Тихо. Во сне. Как будто просто решила не просыпаться. Марине позвонила соседка — тётя Вера, мамина подруга. Сказала: «Приезжай, Мариночка. Всё. Отмучилась».
Марина выехала в тот же день. Дорога заняла шесть часов — сначала по трассе, потом по разбитой грунтовке, вдоль реки, через лес. Она не была в деревне четыре года. Всё собиралась — то работа, то свои дела, то просто не хотелось. Теперь вот приехала. Стыдно. Поздно.
Похоронили быстро. Народу пришло немного — старухи, старики, кто ещё жив. Марина стояла у гроба, смотрела на мамино лицо — спокойное, строгое, каким оно было всегда, — и не плакала. Слёзы пришли позже. Когда уже вернулась в пустой дом.

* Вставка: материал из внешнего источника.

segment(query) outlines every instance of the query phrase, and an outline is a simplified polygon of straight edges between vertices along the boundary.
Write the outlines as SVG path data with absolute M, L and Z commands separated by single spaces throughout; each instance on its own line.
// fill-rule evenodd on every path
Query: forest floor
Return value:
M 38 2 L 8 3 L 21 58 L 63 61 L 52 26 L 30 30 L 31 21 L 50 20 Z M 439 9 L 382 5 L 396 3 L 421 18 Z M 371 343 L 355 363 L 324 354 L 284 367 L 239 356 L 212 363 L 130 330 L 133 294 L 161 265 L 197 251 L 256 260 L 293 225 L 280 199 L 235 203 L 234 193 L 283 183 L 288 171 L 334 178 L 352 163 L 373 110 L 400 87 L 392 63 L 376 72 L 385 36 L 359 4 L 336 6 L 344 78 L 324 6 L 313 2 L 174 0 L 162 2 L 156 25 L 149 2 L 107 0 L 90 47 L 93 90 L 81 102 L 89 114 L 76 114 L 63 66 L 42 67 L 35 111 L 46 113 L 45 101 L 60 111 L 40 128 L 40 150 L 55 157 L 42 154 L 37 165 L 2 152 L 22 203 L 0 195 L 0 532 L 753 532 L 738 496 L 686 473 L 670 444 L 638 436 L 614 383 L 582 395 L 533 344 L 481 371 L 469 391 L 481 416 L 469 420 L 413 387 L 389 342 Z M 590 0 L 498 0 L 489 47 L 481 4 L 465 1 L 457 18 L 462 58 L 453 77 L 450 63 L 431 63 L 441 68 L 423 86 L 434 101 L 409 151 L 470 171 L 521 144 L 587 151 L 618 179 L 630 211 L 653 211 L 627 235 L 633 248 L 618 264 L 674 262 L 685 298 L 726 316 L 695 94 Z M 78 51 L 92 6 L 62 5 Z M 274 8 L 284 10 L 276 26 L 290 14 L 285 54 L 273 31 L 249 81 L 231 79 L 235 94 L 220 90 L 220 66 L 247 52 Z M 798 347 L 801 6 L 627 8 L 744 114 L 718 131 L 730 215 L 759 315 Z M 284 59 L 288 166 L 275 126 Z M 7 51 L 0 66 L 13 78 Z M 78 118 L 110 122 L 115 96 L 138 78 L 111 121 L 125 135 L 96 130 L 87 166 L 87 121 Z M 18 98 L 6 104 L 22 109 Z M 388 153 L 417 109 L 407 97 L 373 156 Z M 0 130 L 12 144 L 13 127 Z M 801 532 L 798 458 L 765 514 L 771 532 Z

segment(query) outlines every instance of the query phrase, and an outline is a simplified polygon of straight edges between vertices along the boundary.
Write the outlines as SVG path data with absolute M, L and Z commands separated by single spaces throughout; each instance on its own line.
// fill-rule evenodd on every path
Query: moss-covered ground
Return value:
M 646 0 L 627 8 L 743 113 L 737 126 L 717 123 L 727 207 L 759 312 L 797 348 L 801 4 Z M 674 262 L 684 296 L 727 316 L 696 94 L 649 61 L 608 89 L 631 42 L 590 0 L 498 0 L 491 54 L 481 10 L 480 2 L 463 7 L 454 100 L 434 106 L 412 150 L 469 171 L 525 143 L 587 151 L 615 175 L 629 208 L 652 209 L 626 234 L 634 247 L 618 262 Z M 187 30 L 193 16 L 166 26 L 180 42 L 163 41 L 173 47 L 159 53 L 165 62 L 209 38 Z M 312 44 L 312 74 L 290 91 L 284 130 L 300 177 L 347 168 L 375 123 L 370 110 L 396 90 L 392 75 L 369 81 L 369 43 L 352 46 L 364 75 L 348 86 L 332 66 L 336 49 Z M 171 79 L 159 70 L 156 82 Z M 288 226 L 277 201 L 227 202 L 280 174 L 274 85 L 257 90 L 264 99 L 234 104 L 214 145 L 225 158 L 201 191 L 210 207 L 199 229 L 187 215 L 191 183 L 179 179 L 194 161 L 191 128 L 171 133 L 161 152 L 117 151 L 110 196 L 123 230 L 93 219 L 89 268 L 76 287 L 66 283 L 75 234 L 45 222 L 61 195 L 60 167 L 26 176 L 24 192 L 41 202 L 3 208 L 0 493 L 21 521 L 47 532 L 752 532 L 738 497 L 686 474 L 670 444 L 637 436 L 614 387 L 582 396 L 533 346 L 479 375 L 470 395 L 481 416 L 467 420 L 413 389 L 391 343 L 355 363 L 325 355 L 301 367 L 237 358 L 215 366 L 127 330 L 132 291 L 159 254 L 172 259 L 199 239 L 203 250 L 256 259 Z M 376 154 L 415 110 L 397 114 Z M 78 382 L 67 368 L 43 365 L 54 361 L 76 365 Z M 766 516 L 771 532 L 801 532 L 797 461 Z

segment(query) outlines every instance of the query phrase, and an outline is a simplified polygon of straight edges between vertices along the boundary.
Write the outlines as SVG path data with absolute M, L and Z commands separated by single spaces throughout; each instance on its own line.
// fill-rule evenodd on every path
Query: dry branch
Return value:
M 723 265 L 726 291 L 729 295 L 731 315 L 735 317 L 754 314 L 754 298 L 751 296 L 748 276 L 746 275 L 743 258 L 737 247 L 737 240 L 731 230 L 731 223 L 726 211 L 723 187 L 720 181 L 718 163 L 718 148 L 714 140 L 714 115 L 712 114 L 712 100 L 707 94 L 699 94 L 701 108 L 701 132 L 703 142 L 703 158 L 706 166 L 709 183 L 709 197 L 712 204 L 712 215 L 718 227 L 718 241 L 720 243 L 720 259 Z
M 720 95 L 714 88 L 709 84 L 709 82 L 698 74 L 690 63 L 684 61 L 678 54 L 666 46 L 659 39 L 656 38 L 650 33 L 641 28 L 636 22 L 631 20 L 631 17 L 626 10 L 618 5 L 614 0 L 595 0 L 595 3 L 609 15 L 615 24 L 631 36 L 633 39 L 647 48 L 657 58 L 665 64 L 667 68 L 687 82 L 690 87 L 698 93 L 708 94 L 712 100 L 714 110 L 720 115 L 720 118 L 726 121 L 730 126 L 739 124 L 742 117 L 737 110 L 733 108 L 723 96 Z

Дом был старый. Довоенной рубки. Стены ещё держались, но крыша протекала, а печь дымила. Мать жила одна последние десять лет. Отец — вернее, тот, кого Марина считала отцом, — ушёл давно, когда ей было семь, подался на заработки и сгинул где-то на Севере. Мать о нём не говорила. Марина не спрашивала.
Начала разбирать вещи.
Сундук. Старый, кованый, ещё прабабкин. Мать хранила в нём самое важное. Марина открыла его — и увидела стопку тетрадей. Обычные школьные тетради в клеточку. Страницы пожелтели. Чернила выцвели, но прочитать было можно.
Дневник. Мать вела дневник.

Марина села на пол и начала читать.
Первые тетради были ещё юношеские. Мать писала о погоде, о работе, о каких-то пустяках. Почерк ровный, округлый. Имена знакомые — дядя Коля, тётя Шура, бабушка Лиза. Всё родное. Всё привычное.
Но в тетради за 1989 год что-то изменилось. Почерк стал неровным. Записи — обрывистыми. Марина прочла первую строку — и сердце ёкнуло.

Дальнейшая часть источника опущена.